19. I deal now with a case heavily relied upon by Birmingham at first instance in this case, Hutchinson v Birmingham City Council, case 1303038.11, in which Judge Monk determined that there could not be two different dates of dismissal for the purpose of the unfair dismissal issue and the wrongful dismissal issue. In that case, a teacher had been summarily dismissed, as she found, on one date and given notice of dismissal by the local authority six days later, expiring a further ten days later. She thought that there would be an unworkable anomaly if different dates applied, and accordingly held that the contract was effectively terminated by the first communicated decision to dismiss summarily and not by the subsequent letter. If she had had the benefit of Geys, then she would have had to have gone on to ask herself whether in that case the employers, be they the governing body or the local authority, were entitled to dismiss summarily, and if not whether the Claimant had accepted the wrongful termination of her contract. It is possible to envisage future circumstances in which the difficulty contemplated by Judge Monk might arise, but on the facts of the case as she determined it, her findings in the light of Geys did not adequately determine the issue.

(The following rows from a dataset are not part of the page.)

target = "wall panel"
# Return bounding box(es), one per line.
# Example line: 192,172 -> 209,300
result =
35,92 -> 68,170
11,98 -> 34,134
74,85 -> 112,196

20. Although I do not exclude the possibility that future facts will reveal an awkward anomaly there is none in this case. The anomaly, if it arises arises, from conflicting statutory schemes, which it is for Parliament to reconcile not this Tribunal. This Tribunal must attempt, and insofar as it can, succeed, in loyally applying Parliament’s decisions. I believe that in the outcome of this case I have loyally applied Parliament’s decision and arrived at a conclusion which fits as comfortably as can be within the difficult statutory schemes.
21. For those reasons this appeal is dismissed.